Bogus anecdotes and trite observations are the staple of management books. Howard Davies, deputy governor of the Bank of England, finds "The Witch Doctors" no exception. In fact, it is exquisitely dreadfulby Howard Davies / January 20, 1997 / Leave a comment
Published in January 1997 issue of Prospect Magazine
This is an important book. We know that, because it says so. The cover tells us that The Witch Doctors reveals “what the management gurus are saying, why it matters and how to make sense of it.” It is, therefore, quite definitely, a book we ought to read. Rosabeth Moss Kanter of Harvard enjoins us to “read it before buying any other business book!” This is, in other words, a book with attitude.
I mention this front cover language not because I did not make it through the text itself. I did, right through to the bitter end. Indeed, the immodest market positioning positively spurred me on, because my own relationship with management punditry has, over the years, been something of an on-off romance. I was destruction-tested at Stanford Business School and, subsequently, spent a few perplexing years at McKinsey. Perplexing, because I found it hard to understand why my clients were prepared to pay decent money to employ someone who knew so much less about their business than they did.

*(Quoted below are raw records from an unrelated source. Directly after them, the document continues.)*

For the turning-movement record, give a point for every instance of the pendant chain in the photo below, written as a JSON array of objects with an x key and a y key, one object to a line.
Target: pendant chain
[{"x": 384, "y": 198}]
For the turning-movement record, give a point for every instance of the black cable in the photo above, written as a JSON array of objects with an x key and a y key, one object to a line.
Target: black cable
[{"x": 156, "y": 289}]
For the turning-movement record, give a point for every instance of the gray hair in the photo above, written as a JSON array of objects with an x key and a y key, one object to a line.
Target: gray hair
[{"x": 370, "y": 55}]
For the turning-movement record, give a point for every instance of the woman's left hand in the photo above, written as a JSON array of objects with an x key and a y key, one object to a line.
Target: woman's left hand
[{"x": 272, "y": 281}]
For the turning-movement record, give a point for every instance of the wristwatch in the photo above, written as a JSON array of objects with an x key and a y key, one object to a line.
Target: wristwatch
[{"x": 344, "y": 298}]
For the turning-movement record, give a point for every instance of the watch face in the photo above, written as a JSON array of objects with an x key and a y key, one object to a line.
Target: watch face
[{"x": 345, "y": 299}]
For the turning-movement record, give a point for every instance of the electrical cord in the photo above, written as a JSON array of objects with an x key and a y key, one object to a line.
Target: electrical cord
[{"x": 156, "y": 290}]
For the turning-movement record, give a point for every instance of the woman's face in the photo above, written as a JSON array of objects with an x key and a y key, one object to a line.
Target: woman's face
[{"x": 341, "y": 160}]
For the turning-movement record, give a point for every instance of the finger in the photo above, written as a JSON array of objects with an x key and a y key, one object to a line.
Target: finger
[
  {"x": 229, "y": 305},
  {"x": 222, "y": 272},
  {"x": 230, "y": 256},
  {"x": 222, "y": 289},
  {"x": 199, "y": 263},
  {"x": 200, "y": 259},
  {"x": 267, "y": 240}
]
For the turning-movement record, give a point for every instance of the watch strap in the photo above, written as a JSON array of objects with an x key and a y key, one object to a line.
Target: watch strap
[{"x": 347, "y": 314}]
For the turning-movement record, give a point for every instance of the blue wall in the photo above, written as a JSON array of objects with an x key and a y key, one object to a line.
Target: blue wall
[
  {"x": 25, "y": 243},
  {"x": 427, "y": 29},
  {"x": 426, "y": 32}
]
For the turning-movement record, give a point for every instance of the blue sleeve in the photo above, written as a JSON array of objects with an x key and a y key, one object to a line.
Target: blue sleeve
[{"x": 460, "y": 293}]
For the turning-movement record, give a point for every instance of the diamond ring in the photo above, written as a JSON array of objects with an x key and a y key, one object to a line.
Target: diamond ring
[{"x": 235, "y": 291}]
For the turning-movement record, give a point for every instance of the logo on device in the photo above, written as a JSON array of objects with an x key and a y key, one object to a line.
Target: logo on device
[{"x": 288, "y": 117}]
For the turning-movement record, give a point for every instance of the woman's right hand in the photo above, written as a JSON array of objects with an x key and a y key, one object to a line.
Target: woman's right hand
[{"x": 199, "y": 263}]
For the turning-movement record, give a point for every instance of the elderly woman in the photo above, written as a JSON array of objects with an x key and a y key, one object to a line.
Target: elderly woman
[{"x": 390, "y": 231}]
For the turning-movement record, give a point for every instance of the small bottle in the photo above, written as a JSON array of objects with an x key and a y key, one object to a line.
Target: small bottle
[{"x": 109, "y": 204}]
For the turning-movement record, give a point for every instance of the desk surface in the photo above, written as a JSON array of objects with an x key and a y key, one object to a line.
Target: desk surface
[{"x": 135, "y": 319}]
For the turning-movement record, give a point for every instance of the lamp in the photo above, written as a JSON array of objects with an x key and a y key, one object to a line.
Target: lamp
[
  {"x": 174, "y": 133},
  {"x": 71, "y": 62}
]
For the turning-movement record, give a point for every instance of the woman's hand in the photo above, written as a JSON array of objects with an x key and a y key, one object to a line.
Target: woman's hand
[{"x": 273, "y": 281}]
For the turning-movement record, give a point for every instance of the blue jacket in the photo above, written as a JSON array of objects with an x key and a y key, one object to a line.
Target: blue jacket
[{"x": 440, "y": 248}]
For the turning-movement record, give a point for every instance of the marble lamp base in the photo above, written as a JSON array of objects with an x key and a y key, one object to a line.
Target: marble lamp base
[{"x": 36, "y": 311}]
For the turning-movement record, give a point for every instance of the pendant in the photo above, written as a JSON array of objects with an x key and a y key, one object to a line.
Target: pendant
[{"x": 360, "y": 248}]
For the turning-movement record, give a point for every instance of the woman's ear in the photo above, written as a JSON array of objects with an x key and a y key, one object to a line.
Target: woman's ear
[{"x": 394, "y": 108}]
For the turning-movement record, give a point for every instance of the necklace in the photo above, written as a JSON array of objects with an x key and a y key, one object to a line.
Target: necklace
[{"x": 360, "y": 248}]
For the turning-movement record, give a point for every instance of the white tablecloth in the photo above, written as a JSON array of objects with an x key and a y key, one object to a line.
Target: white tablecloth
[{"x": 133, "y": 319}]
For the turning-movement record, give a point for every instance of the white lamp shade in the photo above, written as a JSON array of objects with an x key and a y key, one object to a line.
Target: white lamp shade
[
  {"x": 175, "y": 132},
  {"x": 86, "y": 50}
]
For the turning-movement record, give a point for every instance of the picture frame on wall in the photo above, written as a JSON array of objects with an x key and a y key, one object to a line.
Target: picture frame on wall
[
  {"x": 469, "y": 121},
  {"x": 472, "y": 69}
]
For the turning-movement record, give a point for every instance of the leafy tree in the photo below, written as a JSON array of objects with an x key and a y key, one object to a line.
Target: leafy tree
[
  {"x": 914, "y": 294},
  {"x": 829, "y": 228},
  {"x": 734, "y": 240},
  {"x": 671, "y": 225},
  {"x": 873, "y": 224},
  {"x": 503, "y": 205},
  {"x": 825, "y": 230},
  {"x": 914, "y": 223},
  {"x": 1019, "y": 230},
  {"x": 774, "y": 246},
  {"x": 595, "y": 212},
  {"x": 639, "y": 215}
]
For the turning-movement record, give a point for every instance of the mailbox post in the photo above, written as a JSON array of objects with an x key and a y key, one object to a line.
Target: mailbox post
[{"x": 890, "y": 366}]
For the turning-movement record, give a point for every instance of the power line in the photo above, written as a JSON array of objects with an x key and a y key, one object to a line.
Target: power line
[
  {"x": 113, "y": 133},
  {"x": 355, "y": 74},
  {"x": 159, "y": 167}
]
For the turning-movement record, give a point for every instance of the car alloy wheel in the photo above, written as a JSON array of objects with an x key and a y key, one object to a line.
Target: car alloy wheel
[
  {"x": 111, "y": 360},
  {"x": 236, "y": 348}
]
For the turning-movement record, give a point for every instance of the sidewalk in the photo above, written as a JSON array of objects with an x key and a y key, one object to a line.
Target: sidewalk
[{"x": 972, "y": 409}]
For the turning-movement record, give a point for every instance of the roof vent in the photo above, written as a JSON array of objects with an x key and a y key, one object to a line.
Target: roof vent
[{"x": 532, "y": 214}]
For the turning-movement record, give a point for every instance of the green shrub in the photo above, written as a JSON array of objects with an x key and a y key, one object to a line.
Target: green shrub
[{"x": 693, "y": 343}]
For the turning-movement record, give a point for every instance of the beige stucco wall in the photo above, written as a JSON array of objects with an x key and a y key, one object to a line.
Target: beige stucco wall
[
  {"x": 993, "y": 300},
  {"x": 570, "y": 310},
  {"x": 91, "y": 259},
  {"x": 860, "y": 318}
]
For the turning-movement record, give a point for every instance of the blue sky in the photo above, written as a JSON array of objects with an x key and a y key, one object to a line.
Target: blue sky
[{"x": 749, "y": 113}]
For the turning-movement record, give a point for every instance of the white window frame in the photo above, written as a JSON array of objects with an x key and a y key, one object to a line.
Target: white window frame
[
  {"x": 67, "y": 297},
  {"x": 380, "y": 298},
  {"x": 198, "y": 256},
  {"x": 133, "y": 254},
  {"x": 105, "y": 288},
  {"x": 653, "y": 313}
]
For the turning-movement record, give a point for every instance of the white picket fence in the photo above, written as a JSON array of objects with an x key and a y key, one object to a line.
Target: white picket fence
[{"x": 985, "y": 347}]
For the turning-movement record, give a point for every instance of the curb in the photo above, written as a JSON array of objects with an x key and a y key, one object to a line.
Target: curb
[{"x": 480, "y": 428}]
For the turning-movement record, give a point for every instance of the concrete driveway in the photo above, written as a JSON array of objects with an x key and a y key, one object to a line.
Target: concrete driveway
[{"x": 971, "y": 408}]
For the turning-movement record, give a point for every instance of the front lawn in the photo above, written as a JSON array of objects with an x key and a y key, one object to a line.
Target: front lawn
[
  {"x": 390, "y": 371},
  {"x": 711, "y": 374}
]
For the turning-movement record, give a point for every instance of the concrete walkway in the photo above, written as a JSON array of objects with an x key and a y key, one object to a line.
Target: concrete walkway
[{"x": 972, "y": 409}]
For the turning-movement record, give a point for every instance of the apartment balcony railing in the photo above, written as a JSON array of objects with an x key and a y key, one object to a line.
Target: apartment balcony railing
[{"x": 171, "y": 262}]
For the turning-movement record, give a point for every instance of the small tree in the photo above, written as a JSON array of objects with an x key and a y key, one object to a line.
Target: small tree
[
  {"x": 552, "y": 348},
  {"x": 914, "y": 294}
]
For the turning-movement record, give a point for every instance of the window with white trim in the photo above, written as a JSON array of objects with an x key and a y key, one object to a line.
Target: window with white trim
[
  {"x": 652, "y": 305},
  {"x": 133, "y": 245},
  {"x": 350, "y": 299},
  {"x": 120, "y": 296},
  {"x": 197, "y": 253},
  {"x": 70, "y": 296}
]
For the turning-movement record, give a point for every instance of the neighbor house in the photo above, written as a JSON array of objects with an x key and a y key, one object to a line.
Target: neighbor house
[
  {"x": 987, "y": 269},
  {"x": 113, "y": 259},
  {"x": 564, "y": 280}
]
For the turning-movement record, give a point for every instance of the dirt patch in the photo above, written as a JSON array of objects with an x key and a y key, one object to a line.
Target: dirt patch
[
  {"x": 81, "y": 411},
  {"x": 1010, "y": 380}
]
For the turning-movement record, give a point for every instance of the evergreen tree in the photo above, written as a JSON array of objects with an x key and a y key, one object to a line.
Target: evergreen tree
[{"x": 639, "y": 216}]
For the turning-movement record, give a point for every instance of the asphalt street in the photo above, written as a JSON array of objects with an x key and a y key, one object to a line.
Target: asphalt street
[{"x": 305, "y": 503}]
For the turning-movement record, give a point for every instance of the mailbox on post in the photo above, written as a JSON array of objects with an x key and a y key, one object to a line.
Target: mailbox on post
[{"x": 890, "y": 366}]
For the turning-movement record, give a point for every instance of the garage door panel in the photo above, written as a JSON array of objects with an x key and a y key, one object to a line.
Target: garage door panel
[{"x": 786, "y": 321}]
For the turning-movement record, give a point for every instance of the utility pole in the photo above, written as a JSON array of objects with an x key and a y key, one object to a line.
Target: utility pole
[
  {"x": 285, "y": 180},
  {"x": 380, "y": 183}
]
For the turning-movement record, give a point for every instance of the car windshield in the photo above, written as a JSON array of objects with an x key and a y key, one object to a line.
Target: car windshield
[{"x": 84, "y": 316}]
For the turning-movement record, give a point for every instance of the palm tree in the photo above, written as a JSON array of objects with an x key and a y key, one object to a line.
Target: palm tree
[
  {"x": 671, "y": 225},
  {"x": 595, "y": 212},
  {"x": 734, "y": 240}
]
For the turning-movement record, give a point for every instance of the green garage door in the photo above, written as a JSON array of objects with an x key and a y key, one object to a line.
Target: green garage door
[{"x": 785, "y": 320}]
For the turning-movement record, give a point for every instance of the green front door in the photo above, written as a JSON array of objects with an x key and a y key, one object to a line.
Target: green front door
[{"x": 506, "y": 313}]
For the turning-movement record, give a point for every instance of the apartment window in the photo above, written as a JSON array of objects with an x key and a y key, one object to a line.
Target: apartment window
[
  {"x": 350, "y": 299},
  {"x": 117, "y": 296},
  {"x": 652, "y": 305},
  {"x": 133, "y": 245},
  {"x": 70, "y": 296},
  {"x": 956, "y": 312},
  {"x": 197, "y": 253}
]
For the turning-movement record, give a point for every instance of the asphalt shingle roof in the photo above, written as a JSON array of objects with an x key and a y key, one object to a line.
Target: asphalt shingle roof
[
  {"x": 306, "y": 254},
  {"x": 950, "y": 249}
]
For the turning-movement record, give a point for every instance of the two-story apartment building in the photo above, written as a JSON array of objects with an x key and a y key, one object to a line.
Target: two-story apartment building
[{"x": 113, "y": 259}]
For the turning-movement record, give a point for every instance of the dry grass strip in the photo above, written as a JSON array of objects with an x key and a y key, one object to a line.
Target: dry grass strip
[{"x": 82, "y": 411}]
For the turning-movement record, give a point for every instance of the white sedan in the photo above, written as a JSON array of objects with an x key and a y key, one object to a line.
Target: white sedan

But in spite of these impeccable management credentials, I have always found the guru industry’s productions rather hard to take. From Peters and Waterman onwards, I have stocked up my office bookshelves with the latest tomes, promising to reveal the secrets of success, but two chapters into even the most hyped volume I find myself repelled by the usual combination of illiterate prose, bogus anecdotes, non sequiturs and wrong-headed “do-it-yourself” economics. I know that a million managers cannot be entirely wrong, but I do not have the patience to mine the nuggets of wisdom embedded in the slurry.